“Dear Fidel!—I cannot get accustomed to your ordinary name, as if they could not have found a better one for you! Fidel! How tasteless! How ordinary! But this is not the time to discuss it. I am very glad that we thought of corresponding with each other.”

(The letter is quite correctly written. The punctuation and spelling are perfectly right. Even our head clerk does not write so simply and clearly, though he declares he has been at the University. Let us go on.)

“I think that it is one of the most refined joys of this world to interchange thoughts, feelings, and impressions.”

(H'm! This idea comes from some book which has been translated from German. I can't remember the title.)

“I speak from experience, although I have not gone farther into the world than just before our front door. Does not my life pass happily and comfortably? My mistress, whom her father calls Sophie, is quite in love with me.”
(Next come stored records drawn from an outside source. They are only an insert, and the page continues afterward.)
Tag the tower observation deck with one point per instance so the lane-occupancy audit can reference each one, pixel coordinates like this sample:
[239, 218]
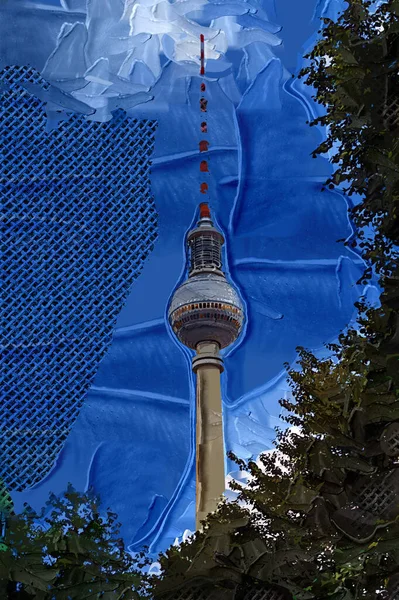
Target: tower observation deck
[206, 314]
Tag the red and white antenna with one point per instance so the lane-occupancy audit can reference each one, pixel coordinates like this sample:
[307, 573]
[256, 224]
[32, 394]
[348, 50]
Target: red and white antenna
[204, 144]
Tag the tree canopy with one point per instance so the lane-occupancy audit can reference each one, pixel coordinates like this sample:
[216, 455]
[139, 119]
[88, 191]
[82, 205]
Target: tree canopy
[67, 552]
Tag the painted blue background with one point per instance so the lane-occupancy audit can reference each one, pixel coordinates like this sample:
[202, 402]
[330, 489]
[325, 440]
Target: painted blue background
[134, 438]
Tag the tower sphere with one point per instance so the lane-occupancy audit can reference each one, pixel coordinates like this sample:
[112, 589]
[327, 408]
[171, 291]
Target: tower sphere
[206, 307]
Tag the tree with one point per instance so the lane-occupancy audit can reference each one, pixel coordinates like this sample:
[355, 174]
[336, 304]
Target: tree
[73, 552]
[324, 523]
[354, 70]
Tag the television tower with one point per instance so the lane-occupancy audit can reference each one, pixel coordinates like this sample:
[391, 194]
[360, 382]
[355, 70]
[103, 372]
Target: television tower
[206, 314]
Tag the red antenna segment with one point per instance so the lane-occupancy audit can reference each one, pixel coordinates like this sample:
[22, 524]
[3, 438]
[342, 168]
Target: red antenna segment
[202, 70]
[203, 145]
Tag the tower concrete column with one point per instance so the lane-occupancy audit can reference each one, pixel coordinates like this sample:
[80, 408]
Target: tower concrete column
[210, 479]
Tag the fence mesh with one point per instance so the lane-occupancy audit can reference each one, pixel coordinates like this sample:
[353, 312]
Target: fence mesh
[77, 222]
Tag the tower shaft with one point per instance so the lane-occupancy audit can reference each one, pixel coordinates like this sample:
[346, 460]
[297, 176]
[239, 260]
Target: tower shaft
[210, 480]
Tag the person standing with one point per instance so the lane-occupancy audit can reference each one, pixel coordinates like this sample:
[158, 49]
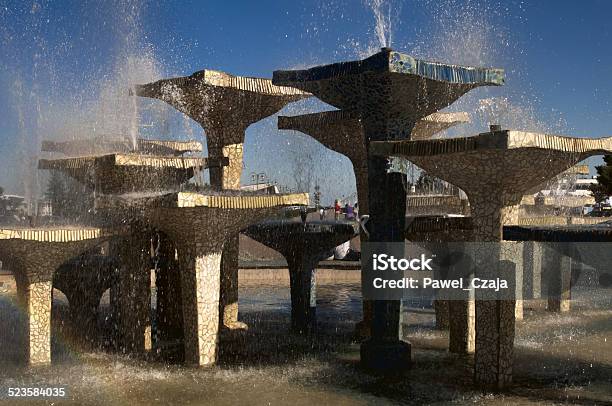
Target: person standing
[337, 210]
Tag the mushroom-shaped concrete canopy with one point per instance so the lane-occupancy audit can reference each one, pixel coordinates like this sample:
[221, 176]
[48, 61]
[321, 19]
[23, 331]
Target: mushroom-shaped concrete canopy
[390, 87]
[496, 168]
[293, 238]
[303, 245]
[34, 254]
[343, 132]
[124, 173]
[218, 100]
[99, 146]
[200, 224]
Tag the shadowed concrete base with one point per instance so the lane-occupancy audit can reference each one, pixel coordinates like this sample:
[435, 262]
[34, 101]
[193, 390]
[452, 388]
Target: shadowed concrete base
[303, 245]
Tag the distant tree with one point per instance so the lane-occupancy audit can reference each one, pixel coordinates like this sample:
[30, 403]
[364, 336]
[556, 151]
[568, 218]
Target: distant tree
[603, 188]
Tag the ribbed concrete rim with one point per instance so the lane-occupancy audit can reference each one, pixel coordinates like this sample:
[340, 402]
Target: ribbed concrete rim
[389, 61]
[58, 234]
[222, 200]
[222, 79]
[177, 146]
[138, 160]
[338, 116]
[499, 140]
[298, 227]
[183, 199]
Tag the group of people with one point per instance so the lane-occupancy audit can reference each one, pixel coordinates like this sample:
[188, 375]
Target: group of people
[349, 211]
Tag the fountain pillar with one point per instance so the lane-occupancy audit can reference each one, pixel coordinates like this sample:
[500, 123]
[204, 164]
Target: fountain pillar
[33, 254]
[200, 266]
[532, 262]
[37, 296]
[387, 207]
[168, 282]
[303, 245]
[559, 276]
[134, 296]
[228, 142]
[302, 279]
[495, 317]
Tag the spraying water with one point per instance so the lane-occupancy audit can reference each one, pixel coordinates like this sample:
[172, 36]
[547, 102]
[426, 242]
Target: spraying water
[385, 14]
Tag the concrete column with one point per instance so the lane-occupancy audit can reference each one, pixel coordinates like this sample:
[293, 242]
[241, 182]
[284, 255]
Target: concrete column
[229, 285]
[532, 270]
[514, 253]
[84, 315]
[228, 177]
[134, 295]
[387, 204]
[363, 328]
[302, 277]
[559, 275]
[462, 326]
[38, 298]
[441, 307]
[169, 299]
[495, 315]
[200, 286]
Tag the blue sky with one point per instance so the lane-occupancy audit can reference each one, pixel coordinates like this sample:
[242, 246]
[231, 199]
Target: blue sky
[56, 56]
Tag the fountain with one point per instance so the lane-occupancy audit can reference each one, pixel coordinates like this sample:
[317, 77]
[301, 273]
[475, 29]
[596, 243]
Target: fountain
[343, 132]
[95, 146]
[517, 161]
[34, 254]
[390, 92]
[125, 173]
[224, 105]
[200, 224]
[83, 280]
[303, 244]
[129, 181]
[559, 248]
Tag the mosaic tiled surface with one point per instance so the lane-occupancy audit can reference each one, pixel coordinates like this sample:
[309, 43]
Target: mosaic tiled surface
[126, 173]
[495, 170]
[33, 255]
[99, 146]
[303, 246]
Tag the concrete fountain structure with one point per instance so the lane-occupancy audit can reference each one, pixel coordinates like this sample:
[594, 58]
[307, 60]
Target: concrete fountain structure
[303, 244]
[131, 172]
[343, 132]
[224, 105]
[96, 146]
[390, 93]
[495, 170]
[134, 172]
[34, 255]
[200, 224]
[135, 191]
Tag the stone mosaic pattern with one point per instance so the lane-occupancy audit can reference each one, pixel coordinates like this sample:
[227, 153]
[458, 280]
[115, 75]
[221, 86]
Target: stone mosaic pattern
[125, 173]
[303, 246]
[495, 170]
[390, 92]
[83, 280]
[224, 105]
[199, 225]
[344, 133]
[385, 93]
[97, 146]
[134, 291]
[33, 255]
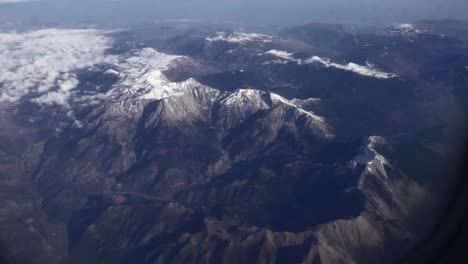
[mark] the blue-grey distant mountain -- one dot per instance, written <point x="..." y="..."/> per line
<point x="190" y="142"/>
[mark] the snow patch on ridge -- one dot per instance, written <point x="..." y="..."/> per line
<point x="141" y="75"/>
<point x="283" y="55"/>
<point x="42" y="63"/>
<point x="368" y="70"/>
<point x="239" y="37"/>
<point x="375" y="163"/>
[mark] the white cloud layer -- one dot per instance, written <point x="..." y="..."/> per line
<point x="45" y="62"/>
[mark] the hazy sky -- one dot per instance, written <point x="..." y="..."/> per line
<point x="248" y="11"/>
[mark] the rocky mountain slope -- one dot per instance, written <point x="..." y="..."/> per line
<point x="185" y="142"/>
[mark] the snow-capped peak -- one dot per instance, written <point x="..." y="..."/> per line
<point x="142" y="76"/>
<point x="239" y="37"/>
<point x="375" y="163"/>
<point x="288" y="56"/>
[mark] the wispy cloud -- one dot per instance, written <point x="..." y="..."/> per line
<point x="42" y="64"/>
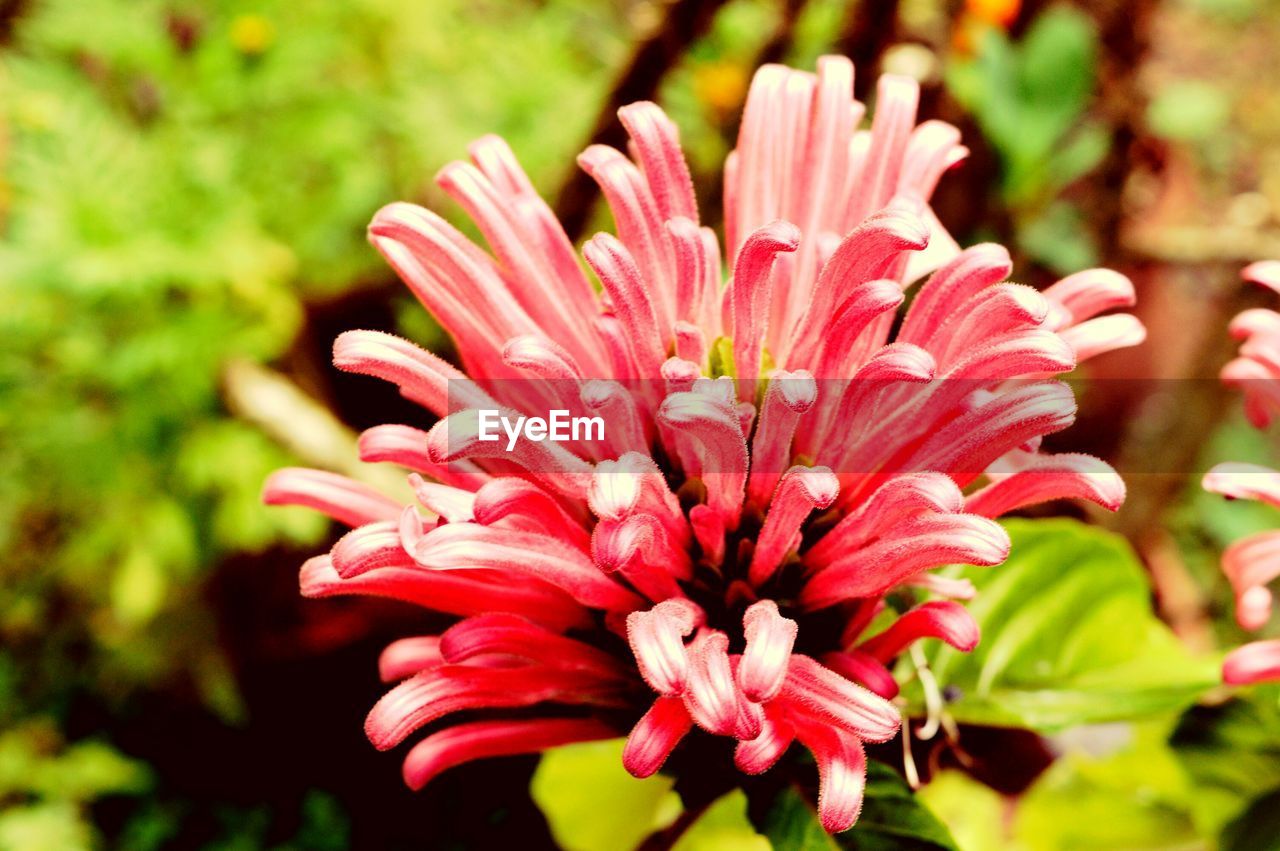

(Ah! Ah!—but better be silent!)

“Her father also often strokes me. I drink tea and coffee with cream. Yes, my dear, I must confess to you that I find no satisfaction in those large, gnawed-at bones which Polkan devours in the kitchen. Only the bones of wild fowl are good, and that only when the marrow has not been sucked out of them. They taste very nice with a little sauce, but there should be no green stuff in it. But I know nothing worse than the habit of giving dogs balls of bread kneaded up. Someone sits at table, kneads a bread-ball with dirty fingers, calls you and sticks it in your mouth. Good manners forbid your refusing it, and you eat it—with disgust it is true, but you eat it.”

(The deuce! What is this? What rubbish! As if she could find nothing more suitable to write about! I will see if there is anything more reasonable on the second page.)

“I am quite willing to inform you of everything that goes on here. I have already mentioned the most important person in the house, whom Sophie calls ‘Papa.’ He is a very strange man.”